Удивительные были эти два года! Когда я сейчас смотрю на то, что называется "Литературным наследием Даниила Андреева", я не понимаю, как мог смертельно больной, только что вышедший из десятилетнего заключения, бездомный, ничего не имеющий человек столько сделать! (Да еще и перевести по подстрочнику несколько японских рассказов Фумико Хаяси, изданных уже после его смерти.)
Мы жили как бы внутри его мироздания, только по необходимости соприкасаясь с реальным миром. Настоящей реальностью было то, что он писал, а он читал мне каждую страницу, каждое стихотворение.
Одним из праздников, отметивших возвращение, было посещение Большого зала Консерватории. Исполнялась одна из симфоний Шостаковича – я не помню какая, и не помню, кто дирижировал, хотя, мне кажется, это был Мравинский – для нас перекличка с тем, таким памятным, исполнением Пятой симфонии.
Даниил отказался от предложения подняться на лифте, даже рассердился: "Как ты не понимаешь, что для меня важно именно подняться по этой лестнице! Эта лестница – один из самых драгоценных символов возвращения в Москву!" И поднялся.
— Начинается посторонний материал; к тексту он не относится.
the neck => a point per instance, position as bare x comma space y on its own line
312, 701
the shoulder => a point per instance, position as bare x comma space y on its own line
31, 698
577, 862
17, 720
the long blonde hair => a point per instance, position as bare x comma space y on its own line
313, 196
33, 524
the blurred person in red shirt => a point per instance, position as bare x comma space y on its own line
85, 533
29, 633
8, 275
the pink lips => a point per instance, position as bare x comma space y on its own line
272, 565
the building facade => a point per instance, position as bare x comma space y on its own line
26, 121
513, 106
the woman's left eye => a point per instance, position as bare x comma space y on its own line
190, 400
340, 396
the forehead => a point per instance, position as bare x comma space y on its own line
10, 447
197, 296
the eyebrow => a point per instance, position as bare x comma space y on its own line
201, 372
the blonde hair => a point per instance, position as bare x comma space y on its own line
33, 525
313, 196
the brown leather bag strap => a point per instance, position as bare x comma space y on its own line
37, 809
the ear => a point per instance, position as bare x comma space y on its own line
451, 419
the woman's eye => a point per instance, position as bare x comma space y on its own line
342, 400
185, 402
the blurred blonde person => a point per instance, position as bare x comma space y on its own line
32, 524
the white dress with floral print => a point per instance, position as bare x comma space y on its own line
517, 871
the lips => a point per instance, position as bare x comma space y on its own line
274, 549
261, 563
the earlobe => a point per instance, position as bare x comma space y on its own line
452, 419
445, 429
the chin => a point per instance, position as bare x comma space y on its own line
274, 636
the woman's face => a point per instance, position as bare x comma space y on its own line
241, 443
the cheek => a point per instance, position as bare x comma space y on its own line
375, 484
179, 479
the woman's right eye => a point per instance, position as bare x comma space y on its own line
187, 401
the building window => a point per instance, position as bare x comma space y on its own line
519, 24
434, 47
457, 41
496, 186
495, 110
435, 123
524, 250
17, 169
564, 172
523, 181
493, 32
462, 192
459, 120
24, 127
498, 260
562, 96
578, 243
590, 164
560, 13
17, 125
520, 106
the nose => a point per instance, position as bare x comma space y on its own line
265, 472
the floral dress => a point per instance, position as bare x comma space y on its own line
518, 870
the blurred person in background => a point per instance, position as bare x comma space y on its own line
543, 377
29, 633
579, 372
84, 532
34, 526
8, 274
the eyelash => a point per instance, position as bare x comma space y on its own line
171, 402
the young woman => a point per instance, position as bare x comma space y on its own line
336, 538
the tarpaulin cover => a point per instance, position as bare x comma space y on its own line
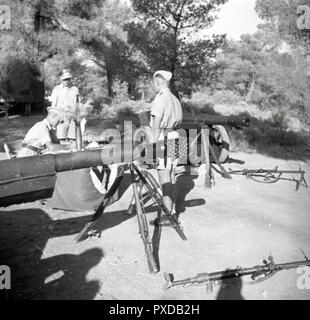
75, 191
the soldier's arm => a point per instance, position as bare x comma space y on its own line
56, 147
156, 127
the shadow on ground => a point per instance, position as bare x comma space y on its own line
24, 234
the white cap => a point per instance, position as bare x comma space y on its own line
167, 75
53, 109
65, 75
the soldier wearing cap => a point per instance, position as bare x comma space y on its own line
65, 98
166, 116
42, 137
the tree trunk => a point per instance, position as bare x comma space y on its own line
110, 81
250, 92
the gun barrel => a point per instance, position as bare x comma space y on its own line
209, 120
32, 178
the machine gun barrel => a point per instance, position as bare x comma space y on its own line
209, 120
257, 273
33, 178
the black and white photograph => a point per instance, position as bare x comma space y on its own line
156, 151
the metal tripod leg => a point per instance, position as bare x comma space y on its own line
155, 185
143, 226
206, 146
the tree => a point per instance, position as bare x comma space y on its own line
283, 17
169, 34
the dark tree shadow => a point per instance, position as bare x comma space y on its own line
23, 237
185, 183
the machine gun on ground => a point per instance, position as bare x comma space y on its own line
258, 273
272, 175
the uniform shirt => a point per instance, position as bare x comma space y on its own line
65, 98
37, 137
168, 109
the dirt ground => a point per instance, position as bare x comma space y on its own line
237, 222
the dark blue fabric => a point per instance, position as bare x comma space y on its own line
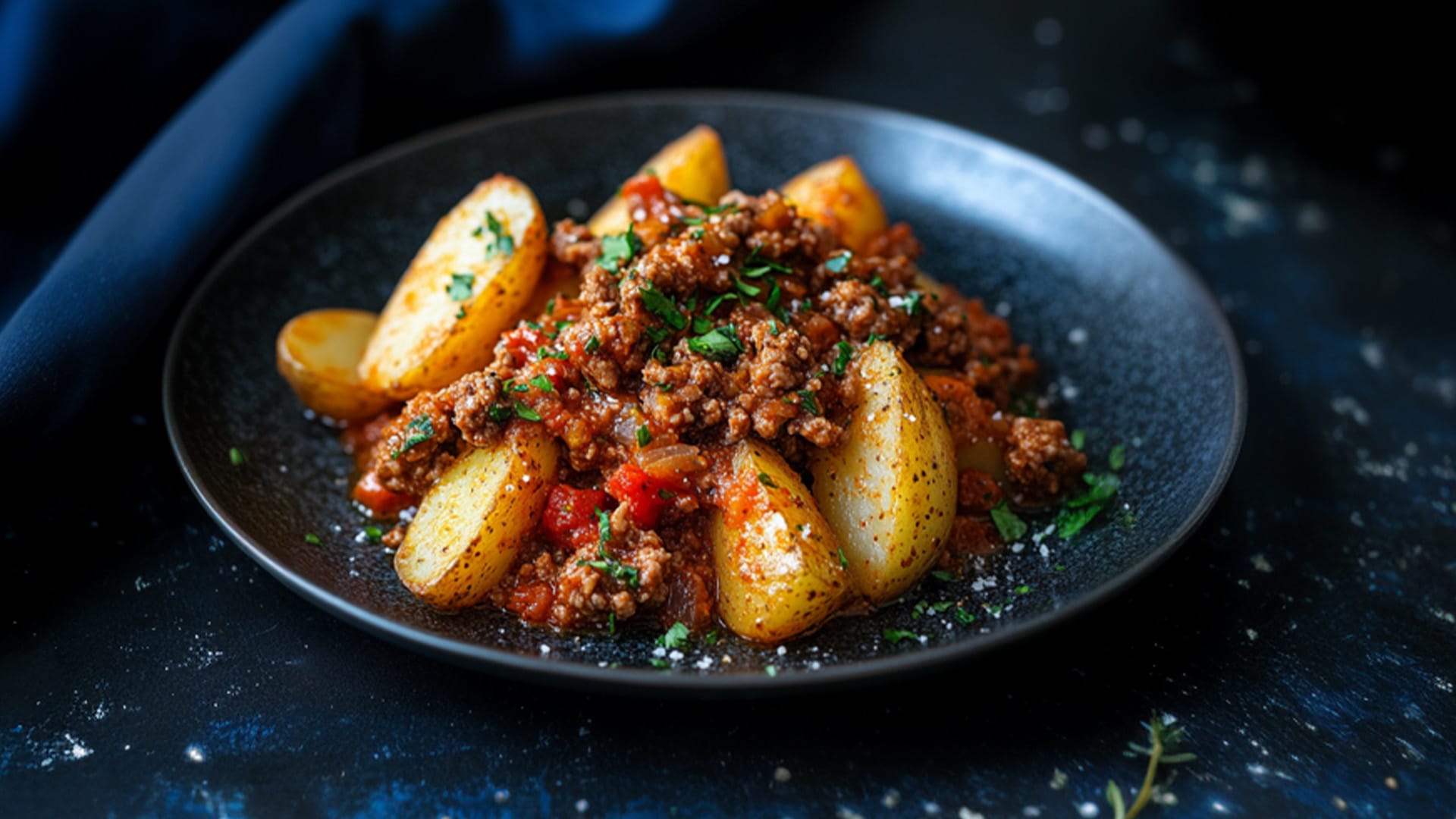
83, 85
Медленно, с остановками, но по той широкой белой лестнице, которая так дорога настоящим москвичам.
* * *
Даниил Леонидович требовал, чтобы никто, кроме меня, не знал о его работе над "Розой Мира". Требовал, чтобы я уничтожала все письма, приходящие на его имя, – для того, чтобы, если арестуют еще раз, ни один человек не был крепко связан с нами. У него совершенно не было чувства безопасности. Наборот, он считал, что слежка за нами идет по-прежнему. А "мы" – это было его творчество.
Я же, подчиняясь его требованиям, считала такое состояние результатом тюремного шока, зная, что никто не возвращается из заключения с неповрежденной психикой. Оказалось, что поврежденная психика была у меня, неизлечимо доверчивой и легкомысленной. А он был прав.
Освободившись, мы были встречены любящими друзьями Даниила. Были и новые друзья. Одной из таких была молоденькая племянница сокамерника Даниила, очень о нас заботившаяся. Она была на заметке в ГБ, потому что ездила на свидание с дядей. Когда она стала часто бывать у нас, ее вызвали и предложили сообщать о том, кто у нас бывает, а главное – что Андреев пишет. На ее слова о ставших известными ужасах и несправедливостях, которым подвергались такие люди, как мы, ответ был прост и выразителен: "Что-то было напрасно, а что-то нет. Некоторым людям самое место там, откуда их выпустили".
Абсолютно порядочная и умная девушка поступила просто: мягко отдалилась от нас, чтобы иметь возможность не отвечать ни на какие вопросы. Рассказала она мне все уже через несколько лет после смерти Даниила. Это был 1958 год.
* * *
Стенокардия Даниила Леонидовича имела ярко выраженный эмоциональный характер. Естественно, что никаких физических нагрузок нельзя было допускать; их и не было. Но любое волнение, любое сильное впечатление, даже радостное, вызывало сердечный приступ.
Работа подвигалась. Болезнь тоже. Наперегонки.
Осенью 1958 года мы поехали в Дом творчества художников, в Горячий Ключ на Северном Кавказе. В самом Доме творчества, в долине, жить, как оказалось, Даниилу было нельзя из-за испарений самого Горячего Ключа. Мы сняли маленький белый домик на горе, и наступила последняя – слава Богу, прекрасная осень его жизни.
Золотели огромные чинары, уходившие в совершенно синее небо, внизу огнем горел подлесок азалий; в крохотной кухне я по вечерам топила печку, и был наш любимый живой огонь. За печкой свиристели сверчки, а ночью перед порогом ложился хозяйский пес, дворняга, трогательно подружившийся с нами.